En Question n°144 - mars 2023

Le Dorothy 

parlement du peuple

En novembre 2017, un café un peu particulier ouvre dans un quartier populaire de Paris. Le Dorothy se veut être un lieu de rencontre, de discussion, de partage, d’analyse, de délibération, où chacune et chacun a sa place. Un lieu d’expérimentation de la démocratie, ancré dans une vie de quartier, dans un esprit communautaire, fraternel et spirituel.

crédit : Centre Avec

Nous sommes au nord-est de Paris, au cœur de l’ancien centre industriel, dans le 20e arrondissement. Dans la grande rue escarpée de Ménilmontant, il faut être attentif pour ne pas manquer la petite devanture du Dorothy, pourtant peinte d’un rouge sang. Une façade modeste qui recèle un espace insoupçonné. Passé un étroit et long couloir, on franchit une porte à l’effigie de la syndicaliste américaine Dorothy Day, pour découvrir un vaste lieu d’environ 500 mètres carrés abritant un café-atelier associatif « animé par des chrétiens et ouvert à tous dans un esprit de fraternité »[1].

Un lieu convivial

Nous sommes chaleureusement accueillis par plusieurs membres de l’équipe porteuse du Dorothy (réunis ce jour-là en conseil d’administration). Nathanaël Mion, trésorier du Dorothy, nous fait visiter ce lieu. On commence par l’atelier, où Pascal affine, en compagnie de deux jeunes adultes, un compost en bois. Pascal, c’est « notre ange gardien », nous confie Nathanaël. Premier et unique employé du Dorothy, il transmet son savoir-faire lors des ateliers manuels et prend soin du lieu et de celles et ceux qui l’habitent. Ainsi, au Dorothy, le travail manuel occupe une place importante. « Les moments communs de travail manuel sont essentiels. Cela met tout le monde sur un même pied d’égalité », estime Nathanaël.

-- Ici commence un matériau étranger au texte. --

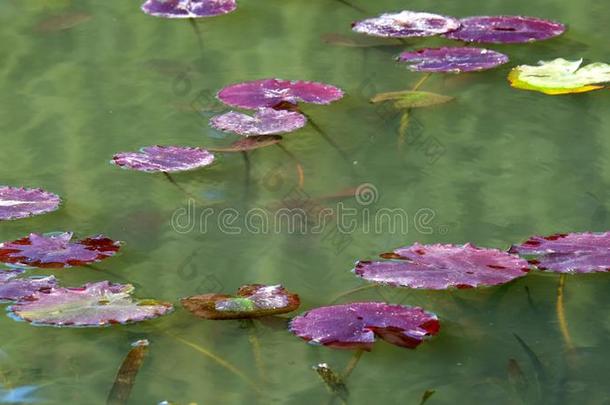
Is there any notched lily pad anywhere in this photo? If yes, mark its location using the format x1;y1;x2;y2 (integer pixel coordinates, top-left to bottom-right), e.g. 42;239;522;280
508;58;610;95
354;243;529;290
0;232;121;268
8;281;172;327
217;79;343;109
510;232;610;273
290;302;440;350
210;108;307;136
352;10;460;38
110;145;214;173
210;135;283;153
398;47;508;73
181;284;300;319
445;16;566;44
371;90;454;108
0;270;57;301
142;0;237;18
0;186;61;221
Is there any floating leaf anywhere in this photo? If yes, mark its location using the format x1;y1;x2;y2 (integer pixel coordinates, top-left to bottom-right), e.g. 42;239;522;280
204;135;283;153
354;243;529;290
181;284;300;319
110;145;214;173
445;16;566;44
398;47;508;73
508;58;610;95
0;270;57;301
320;33;403;48
352;11;460;38
510;232;610;273
0;232;121;268
290;302;440;350
371;90;453;108
218;79;343;109
0;186;61;221
210;108;307;136
9;281;172;327
142;0;237;18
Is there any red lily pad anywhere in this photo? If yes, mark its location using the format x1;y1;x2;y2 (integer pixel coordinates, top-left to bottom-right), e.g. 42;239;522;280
110;145;214;173
0;186;61;221
9;281;172;327
181;284;300;319
0;232;121;268
210;108;307;136
445;16;566;44
0;270;57;301
290;302;440;350
354;243;529;290
217;79;343;109
210;135;283;153
398;47;508;73
142;0;237;18
352;11;460;38
510;232;610;273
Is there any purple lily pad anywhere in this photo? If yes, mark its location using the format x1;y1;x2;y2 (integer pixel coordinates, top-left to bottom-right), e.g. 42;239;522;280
510;232;610;273
352;11;460;38
110;145;214;173
9;281;172;327
0;186;61;221
142;0;237;18
0;232;121;268
0;270;57;301
445;16;566;44
290;302;440;350
354;243;529;290
181;284;301;319
398;47;508;73
217;79;343;109
210;108;307;136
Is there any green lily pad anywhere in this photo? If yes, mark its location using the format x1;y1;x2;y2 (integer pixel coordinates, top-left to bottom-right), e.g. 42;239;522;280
371;90;453;108
508;58;610;95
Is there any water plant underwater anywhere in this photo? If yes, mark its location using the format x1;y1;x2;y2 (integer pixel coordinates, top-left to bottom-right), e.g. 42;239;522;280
0;0;610;403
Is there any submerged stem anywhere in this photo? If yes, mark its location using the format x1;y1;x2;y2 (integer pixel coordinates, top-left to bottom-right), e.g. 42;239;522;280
330;284;377;304
557;274;574;351
276;143;305;188
241;150;251;200
398;73;431;150
165;332;262;394
341;349;364;381
337;0;370;14
189;18;203;51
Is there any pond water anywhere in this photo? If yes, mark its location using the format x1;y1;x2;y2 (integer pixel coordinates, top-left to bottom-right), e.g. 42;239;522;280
0;0;610;404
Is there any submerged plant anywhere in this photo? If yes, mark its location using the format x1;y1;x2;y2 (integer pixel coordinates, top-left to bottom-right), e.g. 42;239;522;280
181;284;300;320
0;232;121;268
508;58;610;95
444;16;565;44
8;281;173;327
0;186;61;221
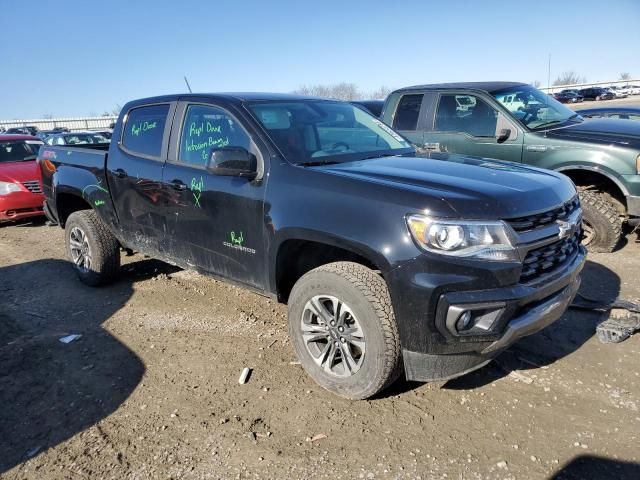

Entre l’atelier et le café, plusieurs bureaux jouxtent le couloir. Ici, une quinzaine d’artistes-résidents louent un espace de travail pour y développer leurs activités créatives et artistiques (céramique, stylisme, restauration d’œuvres, peinture…). Cette situation permet, d’une part, au Dorothy de rembourser la location du bâtiment, et, d’autre part, à l’art de s’insérer dans la vie du café, notamment à l’occasion d’expositions régulières.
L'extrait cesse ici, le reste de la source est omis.